A federal judge who in July ruled that the Department of the Interior erred in 2015 when it put land into trust in Taunton for the Massachusetts tribe: the Mashpee Wampanoags, has refused to reconsider despite the intervention of the U.S. Department of Justice.
The department had put 321 acres into trust for the tribe, including 151 in Taunton that would have allowed the tribe to build its $1 billion First Light Casino and Resort.
Judge William Young let stand his earlier ruling in favor of a group of land owners from East Taunton who had challenged the right of the tribe to put land into trust given the 2009 Carrier v Salazar decision by the U.S. Supreme Court that ruled that tribes recognized by the federal government after 1934 cannot put land into trust. The federal government recognized the Mashpee tribe in 2007. The judge added that the Department has the option of using a different rationale than it used to approve of putting the land into trust.

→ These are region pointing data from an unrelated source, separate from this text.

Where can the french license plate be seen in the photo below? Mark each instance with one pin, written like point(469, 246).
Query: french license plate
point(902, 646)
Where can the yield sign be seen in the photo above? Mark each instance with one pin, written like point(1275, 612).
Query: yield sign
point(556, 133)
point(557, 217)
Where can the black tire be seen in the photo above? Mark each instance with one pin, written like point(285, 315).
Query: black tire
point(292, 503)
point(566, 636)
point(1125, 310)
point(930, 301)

Tribal Chairman Cedric Cromwell has said he doesn’t consider the decision to be a setback, especially since the tribe has been granted the right to be included in the case, which was originally filed against the Department of the Interior.
Cromwell told the Taunton Daily Gazette, “The United States has a full opportunity here to further address our request to have our land in trust and we expect any setback caused by the court’s initial decision will be temporary,” he said. Cromwell said that the Interior Department, “is free and fully able to consider (the criteria) under the first part of the statute” dealing specifically with the government’s authority to take land into trust ‘for Indian tribes under federal jurisdiction.’ ”
On the other hand, the lead plaintiff, East Taunton land owner Michelle Littfiefield, has said that she too is happy with the court’s ruling. “This reaffirms what we’ve said all along,” she declared. About two-dozen persons are included in the complaint.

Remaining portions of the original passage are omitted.